The Stop Button


Hostages (1943, Frank Tuttle)


At one point during Hostages, I thought there might actually be a good performance in it somewhere. Czech freedom fighter Katina Paxinou faces off with her mother over her Resistance work. It has the potential for a good moment, turns out it’s just an adequate one (amid the sea of inadequate ones in the film). Because there aren’t any good moments. It’s not like leads Luise Rainer and Arturo de Córdova have an iota of chemistry. Or like William Bendix out of nowhere gives a great performance as a famous Czech Resistance fighter (he doesn’t; he’s godawful). Maybe Oskar Homolka as the sniveling collaborator has the closest thing to a good moment, but director Tuttle doesn’t showcase it.

Tuttle doesn’t showcase anything in Hostages. He’s astoundingly disinterested in the film, going through the same series of setups, one after the other. Two shot, four shot, three shot. They all look exactly the same. It’s fine; it’s not like Archie Marshek would do any better with good shots. Even with the tepid ones, Marshek’s cuts screw up performances. They’re not going to be great performances (Lester Cole and Frank Butler’s script is even flatter than Tuttle’s direction) but they could be better. Marshek messes up Rainer the most. She’s already got a lousy role and bad cuts take away any hope for her to improve it. Though, again, she’s not really interested in it. No one’s got any enthusiasm.

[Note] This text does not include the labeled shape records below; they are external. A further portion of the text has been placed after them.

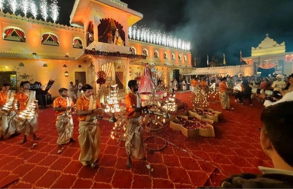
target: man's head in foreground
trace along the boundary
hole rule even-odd
[[[260,119],[260,144],[275,169],[293,171],[293,101],[265,108]]]

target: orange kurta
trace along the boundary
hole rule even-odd
[[[207,86],[207,84],[205,81],[203,81],[200,82],[200,86],[201,86],[202,89],[204,90],[205,88]]]
[[[130,92],[125,97],[125,104],[126,110],[126,117],[129,119],[134,117],[137,117],[141,115],[140,112],[135,112],[137,101],[136,95]]]
[[[84,96],[79,98],[76,101],[76,108],[78,110],[87,111],[88,110],[89,105],[90,101],[86,99]],[[101,103],[98,99],[97,99],[96,107],[97,109],[102,107]],[[86,118],[86,115],[79,115],[78,116],[78,121],[84,121]]]
[[[2,91],[0,91],[0,106],[4,106],[6,104],[7,94],[4,94]]]
[[[224,81],[222,81],[220,85],[220,92],[223,92],[228,91],[228,87]]]
[[[27,95],[22,92],[19,92],[15,95],[14,99],[18,100],[19,102],[20,106],[19,110],[21,111],[23,111],[25,109],[28,100],[28,96]]]
[[[71,106],[74,106],[74,103],[72,102]],[[66,108],[67,107],[67,100],[61,97],[56,99],[53,102],[53,107],[54,108]],[[55,115],[58,116],[62,115],[65,113],[66,110],[63,111],[55,111]]]

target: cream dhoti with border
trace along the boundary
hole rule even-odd
[[[30,91],[28,97],[28,103],[26,107],[30,105],[33,102],[35,99],[35,91]],[[34,115],[33,118],[32,119],[28,119],[20,123],[18,127],[19,132],[27,136],[35,133],[38,128],[38,114],[36,114]]]
[[[97,99],[91,96],[88,111],[96,109]],[[93,114],[88,114],[86,121],[80,121],[78,141],[81,148],[79,160],[84,165],[94,163],[98,159],[101,144],[98,123]]]
[[[134,119],[131,120],[132,119]],[[136,120],[136,121],[135,120]],[[143,143],[141,116],[129,119],[126,130],[125,142],[125,148],[127,156],[131,155],[137,159],[141,159],[144,157]]]
[[[67,107],[70,106],[72,103],[72,99],[68,97],[66,98]],[[69,142],[70,138],[72,138],[73,132],[73,120],[71,115],[68,114],[70,113],[70,111],[67,110],[64,115],[58,116],[57,117],[56,128],[59,136],[57,140],[57,144],[67,143]]]
[[[221,102],[223,109],[229,109],[230,108],[230,100],[228,91],[224,91],[220,93]]]
[[[7,93],[6,103],[9,101],[15,94],[15,91],[9,90]],[[17,131],[17,123],[10,118],[13,117],[16,113],[14,111],[9,116],[0,114],[0,134],[3,136],[9,136]]]

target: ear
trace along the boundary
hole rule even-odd
[[[262,131],[260,133],[260,140],[263,150],[267,155],[270,158],[273,149],[269,136],[265,131]]]

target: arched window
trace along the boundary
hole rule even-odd
[[[42,44],[44,45],[59,46],[59,39],[52,33],[45,33],[42,36]]]
[[[164,53],[164,58],[165,59],[166,59],[168,58],[168,57],[167,54],[167,53]]]
[[[131,47],[129,48],[129,52],[131,53],[132,54],[136,54],[136,49],[133,47]]]
[[[25,42],[24,31],[21,28],[15,26],[8,26],[3,31],[3,39],[21,42]]]
[[[73,38],[72,47],[76,49],[83,49],[83,43],[81,38],[79,37],[75,37]]]
[[[159,52],[157,51],[155,51],[155,52],[154,53],[154,57],[155,58],[159,58]]]
[[[149,56],[149,51],[146,49],[144,49],[142,50],[142,55],[147,56]]]

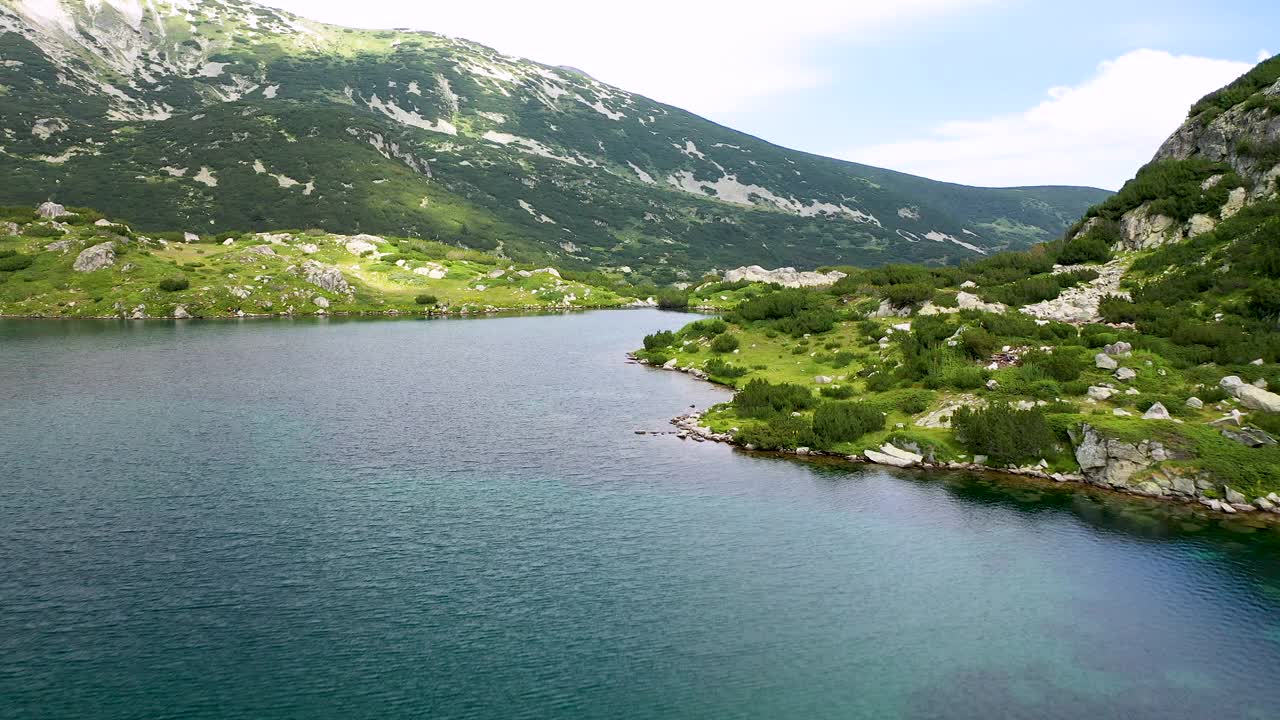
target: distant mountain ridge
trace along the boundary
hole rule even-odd
[[[1108,195],[786,150],[571,68],[244,0],[0,0],[0,146],[5,202],[415,236],[662,282],[957,261],[1055,237]]]

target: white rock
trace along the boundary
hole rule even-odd
[[[104,268],[110,268],[115,264],[115,243],[102,242],[95,245],[93,247],[84,249],[79,256],[76,258],[76,264],[72,268],[77,273],[92,273],[95,270],[101,270]]]
[[[36,214],[45,219],[54,219],[69,215],[70,213],[67,211],[67,208],[63,208],[54,201],[49,201],[41,202],[40,208],[36,208]]]
[[[1102,401],[1102,400],[1111,400],[1111,396],[1115,395],[1116,391],[1108,387],[1092,386],[1089,387],[1088,393],[1089,393],[1089,400]]]
[[[916,452],[911,452],[910,450],[902,450],[901,447],[897,447],[895,445],[890,445],[887,442],[881,446],[879,451],[883,452],[884,455],[891,455],[893,457],[897,457],[899,460],[906,460],[906,461],[909,461],[911,464],[924,462],[924,456],[923,455],[919,455]]]
[[[892,465],[893,468],[910,468],[915,465],[911,460],[905,460],[902,457],[895,457],[892,455],[886,455],[883,452],[877,452],[874,450],[864,450],[863,456],[867,460],[876,462],[877,465]]]
[[[746,281],[781,284],[782,287],[824,287],[835,284],[842,277],[845,273],[835,270],[831,273],[797,273],[795,268],[765,270],[759,265],[750,265],[726,272],[723,279],[727,283]]]
[[[1235,396],[1240,401],[1240,405],[1251,410],[1280,413],[1280,395],[1245,384],[1244,380],[1235,375],[1222,378],[1219,384],[1222,389]]]
[[[1142,414],[1143,420],[1172,420],[1169,409],[1162,402],[1156,402]]]
[[[351,252],[357,258],[365,252],[374,252],[376,255],[378,242],[383,242],[383,238],[372,234],[357,234],[356,237],[348,240],[344,243],[344,247],[347,249],[347,252]]]

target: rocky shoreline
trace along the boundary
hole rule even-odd
[[[10,314],[0,313],[0,318],[13,319],[13,320],[242,320],[242,319],[280,319],[280,318],[463,318],[474,315],[507,315],[507,314],[552,314],[552,313],[579,313],[586,310],[644,310],[652,309],[653,305],[572,305],[572,306],[553,306],[553,305],[516,305],[511,307],[483,307],[480,310],[468,309],[444,309],[444,310],[422,310],[421,313],[408,313],[402,310],[347,310],[347,311],[325,311],[324,309],[315,313],[236,313],[236,314],[221,314],[221,315],[191,315],[186,313],[174,313],[173,315],[137,315],[122,313],[119,315],[33,315],[33,314]]]
[[[667,365],[653,365],[634,355],[628,355],[628,357],[639,365],[685,373],[700,380],[710,382],[707,373],[696,368],[680,368],[669,363]],[[703,411],[699,410],[684,413],[671,419],[671,424],[676,428],[675,432],[650,434],[675,434],[681,439],[718,442],[746,451],[755,450],[750,445],[739,443],[731,433],[717,433],[703,425]],[[884,465],[920,470],[960,470],[993,475],[1014,475],[1053,483],[1076,483],[1128,496],[1176,502],[1180,505],[1199,505],[1207,510],[1225,515],[1248,514],[1254,518],[1265,518],[1280,523],[1280,493],[1272,492],[1249,502],[1242,493],[1226,487],[1224,488],[1224,497],[1219,498],[1210,497],[1210,493],[1216,493],[1216,488],[1220,484],[1203,477],[1179,474],[1166,469],[1156,469],[1147,475],[1144,470],[1152,468],[1155,464],[1164,460],[1179,459],[1178,454],[1169,451],[1160,442],[1142,441],[1130,443],[1115,438],[1105,438],[1094,428],[1083,425],[1079,433],[1073,436],[1073,443],[1075,446],[1076,460],[1080,462],[1083,470],[1082,473],[1051,473],[1043,461],[1041,461],[1041,465],[997,468],[987,465],[982,461],[984,460],[982,456],[975,457],[973,462],[934,461],[932,457],[922,455],[915,450],[900,448],[892,445],[884,445],[879,450],[867,450],[861,455],[831,454],[806,447],[781,450],[777,454],[799,457],[831,457],[859,465]],[[1130,482],[1135,477],[1143,479]]]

Hostages is about Nazi-occupied Czechoslovakia. Homolka is the collaborating coal millionaire. Rainer’s his daughter. Roland Varno’s her fiancé. Homolka gets rounded up on a bum charge with Bendix (who’s masquerading as a washroom attendant—spoiler, no toilets or sinks) and twenty-four other innocent people. The Nazis (led by Paul Lukas) are going to shoot them. See, the Nazis know it’s a bum charge but they want to steal the coal business from Homolka. de Córdova is the seemingly collaborative newspaperman who’s actually a Resistance fighter. It’s kind of obvious when you think about it but, even though Lukas is better at his job than the other Nazis, is actually really bad at his job.

So Varno and Rainer go to de Córdova needing his help to get Homolka released, while de Córdova wants to get Bendix released, while Lukas isn’t releasing anyone no matter what because coal. Eventually Rainer gets pulled in the Resistance, symbolically rejecting her collaborative father and fiancé, but not really giving Rainer anything approaching acting material. Everything comes out in bad exposition, sometimes god-awfully performed by Bendix.

While Bendix is woefully miscast in the film—he obviously is wrong for the part (and the only Yank amid foreign stars)—for a while you can at least pity him. But then Hostages gets even more tedious and it’s often thanks to Bendix’s bad acting. And then you realize you’re only a half hour in and there’s another hour and, wow, how did they mess this one up. The film doesn’t care about the titular Hostages, just Homolka and Bendix. There’s no saccharine introduction to the rest of the prisoners. The film’s mercenary in its disinterest.

It also has a cop out ending, which is the final nail. It was never going to go out well, but it goes out at its weakest. Okay, maybe not it’s weakest weakest because Bendix at least isn’t monologuing, which he does often and badly.